Les manifestations où l’on voit de jeunes européens en train de psalmodier des prières à genoux m’ont choqué. Même si je leur reconnais tout autant la liberté de penser ainsi et de manifester leur ire, mais en respectant la liberté d’autrui, celle des artistes et des spectateurs, ce qu’ils n’ont pas fait, je trouve leur attitude incompatible avec les valeurs ancestrales des Européens. Le principe même de prier à genoux, ce qui s’appelle la proskynèse, symbole oriental d’asservissement, et condamné comme tel par les soldats d’Alexandre lorsque celui-ci voulut leur imposer sans succès, n’a rien à voir avec l’européanité. Il n’est alors pas étonnant que ces jeunes catholiques aient été rejoints par des musulmans radicaux.
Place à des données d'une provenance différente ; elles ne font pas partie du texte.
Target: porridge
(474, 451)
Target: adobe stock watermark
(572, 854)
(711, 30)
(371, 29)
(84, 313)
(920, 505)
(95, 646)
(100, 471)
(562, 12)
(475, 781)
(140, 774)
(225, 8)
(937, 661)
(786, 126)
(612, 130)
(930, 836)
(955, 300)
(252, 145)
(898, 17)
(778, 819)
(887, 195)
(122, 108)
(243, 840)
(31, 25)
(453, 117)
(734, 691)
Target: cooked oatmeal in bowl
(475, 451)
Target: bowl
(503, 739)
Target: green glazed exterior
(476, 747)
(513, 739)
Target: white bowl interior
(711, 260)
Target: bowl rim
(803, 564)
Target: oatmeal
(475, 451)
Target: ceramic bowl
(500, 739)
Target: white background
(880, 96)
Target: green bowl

Car ce n’est pas parce que le christianisme n’a plus les moyens dont il disposait au XVIIIème siècle pour faire taire les dissidents, qu’il a perdu toute volonté de continuer à restreindre dans la mesure de ses moyens la liberté de critiquer qu’ont les citoyens. Si l’Eglise le pouvait, elle ferait interdire Voltaire et Nietzsche, et un courant spécifique de droite, une « nouvelle », serait emprisonné. Le film Agora a ainsi été interdit de diffusion au moment de sa sortie en Italie sous pression papale, sous prétexte qu’il montrait les chrétiens de l’antiquité tels qu’ils étaient, car les persécutions dont les païens ont été les victimes, et les nombreuses destructions d’œuvres antiques, sont… des faits historiques. Je pense aussi à cette campagne de certains milieux catholiques contre la Hell Fest, où chaque année se réunissent plusieurs milliers de jeunes afin d’écouter les meilleurs groupes metal, et aussi malheureusement des groupes contestables ou bêtement provocateurs.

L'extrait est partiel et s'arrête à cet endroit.